Before defining his game, Ruiz first identified the best attributes of his football teammates.

Ruiz labeled fellow running back Daniel Jung as “game-breaking,” linebacker Abraham Martinez a “playmaker,” wide receiver Ricky Loudermill “the deep threat” and quarterback Julian Rovira “the leader.”

Finally after some head-scratching and soul searching, Ruiz settled on an answer.

“I guess I would call myself the workhorse,” said the 5-foot-8, 165-pound running back who also plays free safety. “I’m really not going to break many big runs, but I’m going to give you the hard yards. When you need a yard, I’ll get it.”

Glendale finished 4-6 last season and sixth within the Pacific League.

While Jung turned in several electric plays on offense and defense, Ruiz contributed the steady little efforts than can easily be overlooked.

Ruiz finished as the team’s second-leading rusher, tallying 590 yards on 91 carries (6.48 yards-per-carry average) with four touchdowns.

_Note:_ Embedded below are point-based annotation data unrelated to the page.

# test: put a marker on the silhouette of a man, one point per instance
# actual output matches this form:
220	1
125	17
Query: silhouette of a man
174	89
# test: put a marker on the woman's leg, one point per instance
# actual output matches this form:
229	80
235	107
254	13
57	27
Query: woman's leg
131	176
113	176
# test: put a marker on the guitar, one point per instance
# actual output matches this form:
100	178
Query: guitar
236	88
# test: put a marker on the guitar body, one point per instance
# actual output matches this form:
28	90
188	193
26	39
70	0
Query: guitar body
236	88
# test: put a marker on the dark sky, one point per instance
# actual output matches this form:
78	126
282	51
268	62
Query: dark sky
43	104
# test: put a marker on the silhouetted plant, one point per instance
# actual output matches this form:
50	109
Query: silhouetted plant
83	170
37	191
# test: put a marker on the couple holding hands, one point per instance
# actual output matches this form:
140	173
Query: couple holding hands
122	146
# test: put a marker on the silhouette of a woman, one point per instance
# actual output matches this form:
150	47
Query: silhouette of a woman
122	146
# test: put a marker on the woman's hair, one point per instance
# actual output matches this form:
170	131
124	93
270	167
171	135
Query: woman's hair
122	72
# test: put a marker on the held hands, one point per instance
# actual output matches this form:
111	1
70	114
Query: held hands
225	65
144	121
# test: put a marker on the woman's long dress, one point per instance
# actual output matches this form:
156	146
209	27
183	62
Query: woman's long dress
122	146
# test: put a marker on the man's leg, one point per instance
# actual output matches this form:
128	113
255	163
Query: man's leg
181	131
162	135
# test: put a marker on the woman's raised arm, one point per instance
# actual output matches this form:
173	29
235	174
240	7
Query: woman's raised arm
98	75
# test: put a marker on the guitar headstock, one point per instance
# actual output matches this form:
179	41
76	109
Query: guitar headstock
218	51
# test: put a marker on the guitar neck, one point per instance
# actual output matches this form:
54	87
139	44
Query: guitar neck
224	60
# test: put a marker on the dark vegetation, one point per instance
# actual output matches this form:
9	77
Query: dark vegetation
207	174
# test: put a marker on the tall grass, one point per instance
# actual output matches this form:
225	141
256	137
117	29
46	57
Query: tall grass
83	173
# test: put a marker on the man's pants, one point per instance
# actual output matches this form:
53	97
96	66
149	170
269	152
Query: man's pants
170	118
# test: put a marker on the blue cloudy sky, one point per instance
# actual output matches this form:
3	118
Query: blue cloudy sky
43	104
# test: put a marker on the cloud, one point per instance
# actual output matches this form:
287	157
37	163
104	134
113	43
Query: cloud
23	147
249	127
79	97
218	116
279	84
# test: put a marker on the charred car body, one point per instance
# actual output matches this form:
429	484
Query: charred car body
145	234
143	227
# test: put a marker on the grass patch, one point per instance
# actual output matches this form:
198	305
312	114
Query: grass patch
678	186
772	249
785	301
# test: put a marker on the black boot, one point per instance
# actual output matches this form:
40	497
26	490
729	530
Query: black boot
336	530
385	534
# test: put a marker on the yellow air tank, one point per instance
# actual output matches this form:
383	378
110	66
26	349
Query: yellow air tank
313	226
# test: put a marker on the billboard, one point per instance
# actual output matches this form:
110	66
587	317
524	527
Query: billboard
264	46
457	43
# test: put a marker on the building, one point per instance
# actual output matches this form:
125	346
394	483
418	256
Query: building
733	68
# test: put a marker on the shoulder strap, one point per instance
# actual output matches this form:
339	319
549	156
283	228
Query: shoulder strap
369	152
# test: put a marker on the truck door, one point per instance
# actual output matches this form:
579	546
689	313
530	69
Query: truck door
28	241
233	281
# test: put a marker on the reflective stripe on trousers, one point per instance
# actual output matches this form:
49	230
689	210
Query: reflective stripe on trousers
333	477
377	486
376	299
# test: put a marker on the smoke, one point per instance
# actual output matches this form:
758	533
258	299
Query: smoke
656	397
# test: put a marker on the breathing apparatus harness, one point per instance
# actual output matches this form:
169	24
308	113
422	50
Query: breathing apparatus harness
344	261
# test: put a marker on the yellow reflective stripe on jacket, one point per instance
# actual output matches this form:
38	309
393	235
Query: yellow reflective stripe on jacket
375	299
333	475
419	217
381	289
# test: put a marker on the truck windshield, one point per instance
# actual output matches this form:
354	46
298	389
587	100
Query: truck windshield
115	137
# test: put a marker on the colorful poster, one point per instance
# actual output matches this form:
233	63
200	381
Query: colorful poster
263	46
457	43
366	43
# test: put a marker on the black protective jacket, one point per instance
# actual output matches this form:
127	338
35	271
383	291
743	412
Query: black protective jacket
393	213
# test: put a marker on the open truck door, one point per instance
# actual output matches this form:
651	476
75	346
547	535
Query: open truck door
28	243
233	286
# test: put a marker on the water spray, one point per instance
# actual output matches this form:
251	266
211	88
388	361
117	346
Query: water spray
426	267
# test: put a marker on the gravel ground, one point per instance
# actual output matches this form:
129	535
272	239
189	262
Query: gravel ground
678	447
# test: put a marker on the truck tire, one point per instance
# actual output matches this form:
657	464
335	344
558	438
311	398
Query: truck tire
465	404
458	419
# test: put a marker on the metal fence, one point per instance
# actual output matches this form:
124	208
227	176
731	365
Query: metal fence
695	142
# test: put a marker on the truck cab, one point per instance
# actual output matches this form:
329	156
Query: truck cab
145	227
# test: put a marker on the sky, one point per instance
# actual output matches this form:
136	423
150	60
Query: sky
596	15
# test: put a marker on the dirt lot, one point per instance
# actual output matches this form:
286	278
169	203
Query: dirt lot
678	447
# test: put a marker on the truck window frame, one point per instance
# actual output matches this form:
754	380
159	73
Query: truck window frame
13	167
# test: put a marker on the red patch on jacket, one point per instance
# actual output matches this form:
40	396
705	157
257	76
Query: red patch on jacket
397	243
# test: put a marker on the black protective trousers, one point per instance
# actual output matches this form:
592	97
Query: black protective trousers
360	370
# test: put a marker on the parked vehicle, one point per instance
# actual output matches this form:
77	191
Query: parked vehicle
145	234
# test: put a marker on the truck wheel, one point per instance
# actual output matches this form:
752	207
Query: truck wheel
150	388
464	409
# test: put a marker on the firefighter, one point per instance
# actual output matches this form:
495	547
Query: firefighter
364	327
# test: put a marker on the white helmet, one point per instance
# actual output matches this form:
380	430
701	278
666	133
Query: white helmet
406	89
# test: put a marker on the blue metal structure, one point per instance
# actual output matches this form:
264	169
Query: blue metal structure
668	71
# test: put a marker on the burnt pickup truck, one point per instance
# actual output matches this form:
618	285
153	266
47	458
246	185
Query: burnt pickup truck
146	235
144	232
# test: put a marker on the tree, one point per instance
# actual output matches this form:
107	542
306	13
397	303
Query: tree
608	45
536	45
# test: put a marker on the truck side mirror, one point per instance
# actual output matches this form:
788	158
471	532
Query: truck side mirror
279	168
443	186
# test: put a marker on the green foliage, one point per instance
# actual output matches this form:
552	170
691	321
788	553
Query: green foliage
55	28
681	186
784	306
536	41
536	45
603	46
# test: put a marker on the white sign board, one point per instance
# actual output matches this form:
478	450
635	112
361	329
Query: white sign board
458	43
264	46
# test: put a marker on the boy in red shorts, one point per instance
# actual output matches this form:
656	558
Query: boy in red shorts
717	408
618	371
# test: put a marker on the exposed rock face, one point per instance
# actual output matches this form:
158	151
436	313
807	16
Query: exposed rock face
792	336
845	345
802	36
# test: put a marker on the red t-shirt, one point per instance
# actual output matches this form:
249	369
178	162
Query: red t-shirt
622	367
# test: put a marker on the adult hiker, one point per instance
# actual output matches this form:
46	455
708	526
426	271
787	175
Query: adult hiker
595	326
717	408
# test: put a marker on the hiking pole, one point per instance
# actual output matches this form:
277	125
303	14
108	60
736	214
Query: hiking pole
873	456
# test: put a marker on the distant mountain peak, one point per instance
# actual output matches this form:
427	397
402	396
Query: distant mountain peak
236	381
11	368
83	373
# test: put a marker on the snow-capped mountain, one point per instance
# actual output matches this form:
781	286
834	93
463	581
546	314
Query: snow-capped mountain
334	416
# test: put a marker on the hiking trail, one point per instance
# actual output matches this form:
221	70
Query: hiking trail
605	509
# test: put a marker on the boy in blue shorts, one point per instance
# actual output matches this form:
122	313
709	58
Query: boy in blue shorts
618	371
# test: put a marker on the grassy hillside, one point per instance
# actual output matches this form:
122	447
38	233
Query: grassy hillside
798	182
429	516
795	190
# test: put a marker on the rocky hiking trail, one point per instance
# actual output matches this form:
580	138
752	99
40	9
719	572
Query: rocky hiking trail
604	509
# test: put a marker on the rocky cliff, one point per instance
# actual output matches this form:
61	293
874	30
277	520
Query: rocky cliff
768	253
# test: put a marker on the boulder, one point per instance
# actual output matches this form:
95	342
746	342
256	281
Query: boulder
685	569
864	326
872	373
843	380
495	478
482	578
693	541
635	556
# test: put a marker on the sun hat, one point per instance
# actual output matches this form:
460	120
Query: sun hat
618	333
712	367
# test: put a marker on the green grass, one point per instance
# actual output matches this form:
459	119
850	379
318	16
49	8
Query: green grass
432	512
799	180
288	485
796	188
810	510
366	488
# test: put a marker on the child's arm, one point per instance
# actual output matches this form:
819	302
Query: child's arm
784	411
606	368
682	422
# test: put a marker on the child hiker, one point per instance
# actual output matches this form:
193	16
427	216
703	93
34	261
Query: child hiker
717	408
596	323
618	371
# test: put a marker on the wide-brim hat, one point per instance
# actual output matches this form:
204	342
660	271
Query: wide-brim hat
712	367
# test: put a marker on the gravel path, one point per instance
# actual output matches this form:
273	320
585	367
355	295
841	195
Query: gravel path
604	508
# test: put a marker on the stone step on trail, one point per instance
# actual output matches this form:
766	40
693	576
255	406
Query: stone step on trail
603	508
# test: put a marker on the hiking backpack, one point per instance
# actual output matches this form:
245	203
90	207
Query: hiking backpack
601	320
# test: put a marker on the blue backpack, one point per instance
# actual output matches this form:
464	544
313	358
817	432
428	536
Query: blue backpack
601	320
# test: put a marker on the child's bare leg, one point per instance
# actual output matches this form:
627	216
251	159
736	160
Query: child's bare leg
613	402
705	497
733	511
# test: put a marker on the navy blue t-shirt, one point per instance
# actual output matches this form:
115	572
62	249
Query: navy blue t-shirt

On defense, Ruiz was No. 2 in tackles with 62, while he led the squad in tackles for loss (six) and contributed two caused fumbles, one interception and one fumble recovery.

“He’s not the biggest guy on this team, but you’ll see him all over the field,” Glendale third-year Coach John Tuttle said. “He’ll make a key tackle on one drive and then come back on offense and pick up a third and one. He’s just one of those hard-working players you want on your team.”

At a recent practice, Ruiz showcased his ability to learn from criticism.

As the senior incorrectly lined up for a defensive drill, he received an earful from a position coach, informing Ruiz of his gaffe.

The youngster calmly moved into the correct spot and batted away a pass attempt from Rovira.

On the very next play, Loudermill also lined up incorrectly and was in line to receive a similar tongue-lashing before Ruiz acted.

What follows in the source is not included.